É uma evidência de boa vontade relativa a, mas não
é suficiente. E muitas vezes pode ser enganador...
O falar
muito, o gesticular muito, dar muitas gargalhadas e ser muito prestável,
também pode encapotar um falso positivista e esconder um doido
desvairado, tendo em conta que o extremo do positivismo também
pode cair no patológico. A mania é o
auge do positivismo, da insanidade e da loucura, que nos pode levar a voar
entre prédios com uma qualquer capa de super-homem, ou a ambicionar
conquistar o mundo com um exército de boa vontade.
O
positivismo também se pode relacionar com o nível
cultural e social onde estamos inseridos. Tenho por certo que níveis
mais elaborados na hierarquia social, possuem mais armas, elementos físicos
e conforto, que lhes permitam eventualmente pensar em ser activos no sentido
positivo. No entanto, também é difícil definir um padrão
de atitudes com as mesmas premissas, porque as relações
humanas são no fundo o factor determinante na construção
das nossas acções positivas e proactivas. E essas são
demasiado complexas para estarem vinculadas a algo material.
Também
é difícil catalogar os positivistas e agrupá-los
em sectores. Os que nascem assim, e para quem a vida é
simplesmente simples de viver: sabemos da D.Teresa da padaria, da Josefa da
peixaria, do Sr.António da venda, que sempre parecem
contentes com tudo, e para quem não existem problemas mas apenas soluções.

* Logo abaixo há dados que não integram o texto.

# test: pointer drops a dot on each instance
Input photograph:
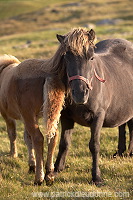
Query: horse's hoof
(31, 169)
(49, 180)
(97, 181)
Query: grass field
(39, 21)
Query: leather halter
(89, 83)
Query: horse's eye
(92, 58)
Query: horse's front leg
(121, 140)
(94, 146)
(11, 129)
(67, 125)
(49, 175)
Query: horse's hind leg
(121, 140)
(31, 154)
(11, 129)
(49, 176)
(67, 128)
(130, 147)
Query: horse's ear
(60, 38)
(91, 35)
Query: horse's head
(78, 56)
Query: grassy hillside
(38, 21)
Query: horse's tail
(7, 60)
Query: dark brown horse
(22, 98)
(101, 89)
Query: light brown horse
(22, 98)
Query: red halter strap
(89, 83)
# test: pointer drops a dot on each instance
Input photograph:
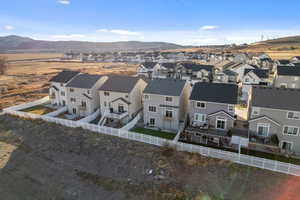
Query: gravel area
(40, 160)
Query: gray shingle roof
(168, 87)
(84, 81)
(288, 70)
(197, 67)
(215, 92)
(64, 76)
(120, 84)
(148, 65)
(276, 98)
(261, 73)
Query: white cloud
(8, 27)
(119, 32)
(65, 2)
(70, 36)
(208, 27)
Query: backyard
(157, 133)
(42, 161)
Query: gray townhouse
(82, 94)
(57, 90)
(287, 77)
(165, 104)
(211, 113)
(275, 112)
(121, 98)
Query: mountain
(13, 43)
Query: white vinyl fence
(205, 151)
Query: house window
(263, 129)
(255, 111)
(221, 123)
(169, 114)
(230, 108)
(73, 99)
(200, 117)
(287, 145)
(152, 108)
(201, 105)
(293, 115)
(169, 99)
(290, 130)
(152, 121)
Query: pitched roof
(261, 73)
(215, 92)
(168, 87)
(64, 76)
(197, 67)
(276, 98)
(120, 83)
(84, 81)
(148, 65)
(288, 70)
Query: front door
(221, 124)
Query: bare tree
(3, 65)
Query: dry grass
(22, 56)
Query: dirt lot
(28, 81)
(47, 161)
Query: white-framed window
(220, 123)
(152, 108)
(283, 85)
(169, 99)
(287, 145)
(230, 108)
(73, 99)
(169, 113)
(293, 115)
(255, 111)
(200, 104)
(199, 117)
(152, 121)
(290, 130)
(263, 129)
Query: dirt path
(48, 161)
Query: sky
(185, 22)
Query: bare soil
(40, 160)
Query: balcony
(117, 115)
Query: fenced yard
(253, 161)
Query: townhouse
(57, 90)
(147, 69)
(211, 113)
(82, 94)
(165, 103)
(254, 77)
(275, 113)
(287, 77)
(121, 98)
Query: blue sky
(191, 22)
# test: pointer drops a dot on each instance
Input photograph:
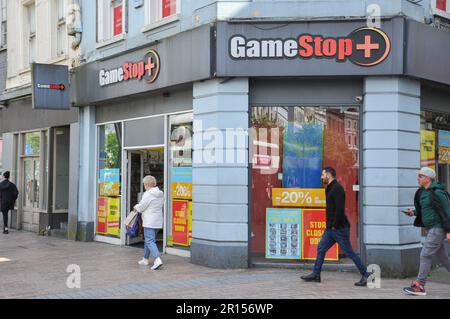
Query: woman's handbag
(133, 231)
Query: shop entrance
(140, 163)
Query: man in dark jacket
(8, 197)
(433, 212)
(337, 230)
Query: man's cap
(426, 171)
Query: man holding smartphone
(430, 201)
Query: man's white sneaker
(157, 264)
(143, 262)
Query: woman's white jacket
(151, 208)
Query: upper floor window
(110, 19)
(31, 15)
(160, 10)
(3, 25)
(61, 29)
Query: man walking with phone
(433, 212)
(337, 229)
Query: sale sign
(428, 149)
(180, 222)
(313, 227)
(298, 197)
(102, 215)
(169, 7)
(114, 217)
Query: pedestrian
(8, 197)
(432, 211)
(337, 229)
(152, 220)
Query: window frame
(3, 21)
(160, 21)
(101, 39)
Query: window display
(109, 180)
(289, 148)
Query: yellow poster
(444, 155)
(298, 197)
(114, 216)
(428, 149)
(182, 191)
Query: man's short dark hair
(330, 170)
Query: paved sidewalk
(36, 268)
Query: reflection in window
(289, 148)
(32, 143)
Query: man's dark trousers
(342, 237)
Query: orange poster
(314, 225)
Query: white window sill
(168, 20)
(58, 59)
(113, 40)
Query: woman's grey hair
(149, 181)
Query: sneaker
(143, 262)
(157, 264)
(416, 289)
(311, 278)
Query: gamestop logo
(364, 47)
(147, 69)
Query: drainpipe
(74, 27)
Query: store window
(290, 146)
(179, 227)
(435, 144)
(110, 19)
(109, 180)
(33, 155)
(3, 24)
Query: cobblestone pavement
(33, 266)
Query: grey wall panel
(145, 106)
(436, 99)
(19, 116)
(149, 131)
(3, 69)
(301, 92)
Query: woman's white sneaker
(157, 264)
(143, 262)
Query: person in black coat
(337, 229)
(8, 197)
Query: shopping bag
(133, 231)
(130, 218)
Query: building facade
(35, 141)
(236, 106)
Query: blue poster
(302, 156)
(444, 138)
(283, 233)
(181, 174)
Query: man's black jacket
(8, 195)
(336, 206)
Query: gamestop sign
(364, 47)
(147, 70)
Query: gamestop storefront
(315, 94)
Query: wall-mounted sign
(298, 197)
(364, 47)
(147, 69)
(283, 233)
(50, 86)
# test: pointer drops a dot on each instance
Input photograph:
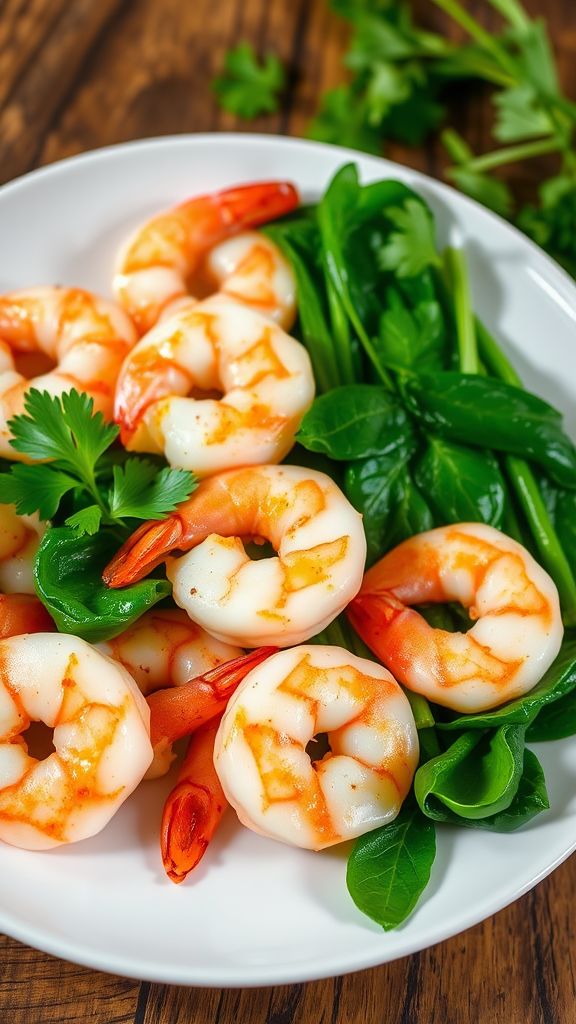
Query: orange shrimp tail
(178, 711)
(23, 613)
(255, 204)
(372, 616)
(147, 548)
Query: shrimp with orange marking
(21, 610)
(157, 264)
(513, 603)
(261, 758)
(280, 600)
(250, 383)
(194, 808)
(65, 338)
(100, 737)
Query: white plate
(258, 912)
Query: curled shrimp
(21, 611)
(515, 604)
(156, 264)
(281, 600)
(84, 336)
(260, 751)
(165, 648)
(194, 808)
(261, 380)
(100, 736)
(251, 269)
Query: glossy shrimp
(195, 806)
(159, 261)
(21, 611)
(281, 600)
(511, 600)
(262, 762)
(81, 339)
(165, 648)
(253, 384)
(100, 737)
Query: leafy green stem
(455, 267)
(528, 494)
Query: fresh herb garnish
(68, 442)
(248, 87)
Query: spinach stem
(511, 154)
(455, 266)
(528, 494)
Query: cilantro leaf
(343, 121)
(411, 247)
(35, 488)
(86, 520)
(142, 492)
(64, 430)
(248, 87)
(519, 115)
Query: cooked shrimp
(165, 648)
(251, 269)
(19, 537)
(260, 749)
(158, 261)
(512, 601)
(86, 337)
(194, 808)
(216, 346)
(100, 737)
(177, 712)
(281, 600)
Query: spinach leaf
(462, 484)
(68, 579)
(559, 681)
(556, 721)
(356, 422)
(487, 413)
(377, 488)
(478, 776)
(389, 867)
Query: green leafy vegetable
(356, 422)
(248, 87)
(389, 867)
(478, 776)
(411, 247)
(68, 579)
(72, 442)
(462, 484)
(492, 414)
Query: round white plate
(257, 912)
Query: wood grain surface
(80, 74)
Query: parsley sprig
(248, 87)
(68, 445)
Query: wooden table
(80, 74)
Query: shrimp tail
(194, 808)
(147, 548)
(372, 615)
(251, 205)
(177, 711)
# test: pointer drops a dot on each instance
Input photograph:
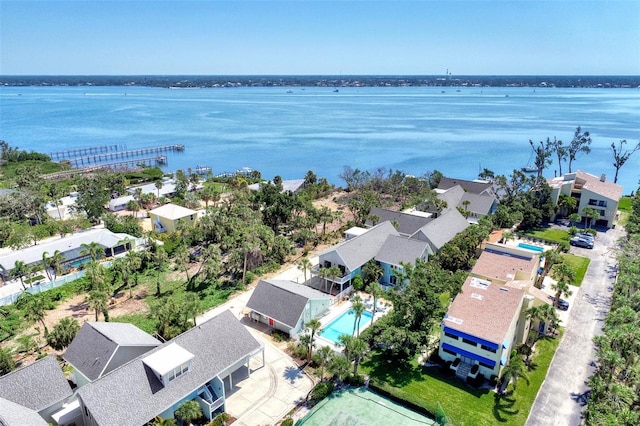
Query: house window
(452, 336)
(488, 349)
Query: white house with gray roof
(286, 305)
(101, 347)
(383, 243)
(201, 364)
(39, 387)
(71, 249)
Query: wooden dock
(98, 158)
(117, 166)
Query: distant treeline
(177, 81)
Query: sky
(208, 37)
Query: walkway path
(565, 392)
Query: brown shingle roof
(492, 264)
(485, 312)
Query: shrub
(320, 392)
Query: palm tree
(20, 269)
(46, 264)
(516, 369)
(323, 357)
(99, 301)
(304, 264)
(312, 328)
(159, 421)
(56, 262)
(93, 249)
(158, 185)
(358, 309)
(189, 411)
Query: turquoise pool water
(530, 247)
(344, 325)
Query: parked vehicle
(586, 236)
(581, 242)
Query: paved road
(564, 392)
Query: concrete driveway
(564, 392)
(273, 389)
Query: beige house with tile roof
(167, 218)
(589, 191)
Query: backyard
(427, 387)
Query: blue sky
(529, 37)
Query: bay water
(287, 131)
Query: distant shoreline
(215, 81)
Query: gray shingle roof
(96, 342)
(284, 301)
(468, 185)
(407, 223)
(359, 250)
(12, 414)
(441, 230)
(36, 386)
(32, 254)
(396, 250)
(132, 395)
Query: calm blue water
(414, 129)
(344, 325)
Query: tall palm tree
(358, 307)
(46, 264)
(189, 411)
(304, 264)
(158, 185)
(19, 270)
(312, 328)
(323, 357)
(99, 301)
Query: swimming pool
(530, 247)
(344, 325)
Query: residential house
(169, 217)
(471, 186)
(481, 327)
(472, 206)
(406, 223)
(286, 305)
(101, 347)
(71, 248)
(39, 387)
(12, 414)
(589, 191)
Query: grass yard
(550, 234)
(463, 405)
(579, 265)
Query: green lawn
(550, 234)
(463, 405)
(579, 265)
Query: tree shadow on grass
(503, 407)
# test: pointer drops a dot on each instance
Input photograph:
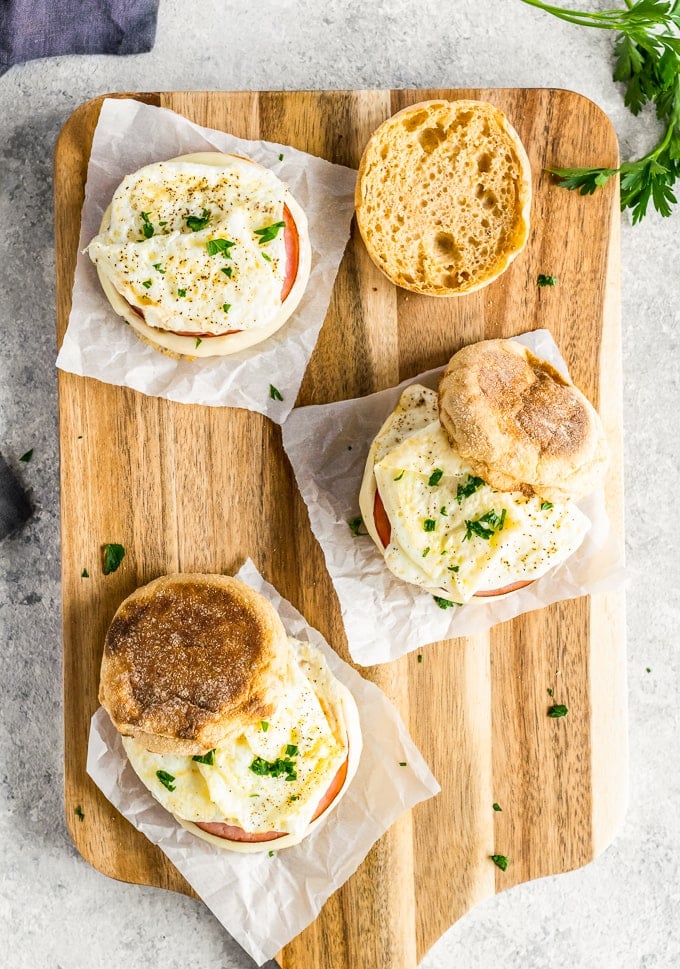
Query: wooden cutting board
(187, 488)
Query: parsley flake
(167, 780)
(196, 223)
(269, 232)
(113, 554)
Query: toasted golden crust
(443, 196)
(520, 424)
(188, 656)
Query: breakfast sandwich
(203, 255)
(239, 731)
(443, 196)
(470, 491)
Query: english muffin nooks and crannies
(239, 731)
(520, 424)
(203, 255)
(443, 525)
(443, 196)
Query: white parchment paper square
(263, 901)
(99, 344)
(384, 616)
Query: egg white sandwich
(471, 491)
(203, 255)
(239, 731)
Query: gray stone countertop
(623, 910)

Nestes, a genética tem um imprinting natural,
que lhes confere esta aura de desconexão com os imbróglios.
Existem
os positivistas racionais, para quem as atitudes tomadas e dirigidas são
em prol duma acção regeneradora, os positivistas altruístas
que magnanimamente distribuem efeitos concretos na sociedade onde se inserem, e
os positivistas zen, que até com uma folha de alface rejubilam e
analisam a criação do mundo.
Mas no
supremo auge desta corrente estão sem sombra de dúvida
as crianças. São o cúmulo do positivismo e deve ser seguido
o seu exemplo de actuação. A ingenuidade, o
despretensiosismo, o horizonte sem fim, são os limites de regulação
daqueles que nos fazem sorrir com tanta alegria. Eu quase que arriscaria a
dizer que a dada altura, o grau de positivismo é inversamente proporcional ao decorrer
da idade física!
No
fundo, as questões intrínsecas ao positivismo podem estar
relacionadas com algumas variáveis fixas do ambiente, da família,
do trabalho, da idade, da genética,
do empenho, do tipo de abordagem,
do número de teorias do fole que se leu, da cor da camisola da
selecção, ou até do pormenor do chapéu
escolhido para esse dia. Mas mesmo tendo em conta todas estas peças
do quadro, nunca podemos esquecer que o fundamental da corrente positivista está
em cada um de nós, na nossa capacidade de impulsionar
e de alcançar algo tão simples como a felicidade e a paz.
O
positivista não tem o melhor de tudo, apenas faz de
tudo o melhor!
Nós
é que complicamos...
Obrigado
pela lição na escola e um abraço João!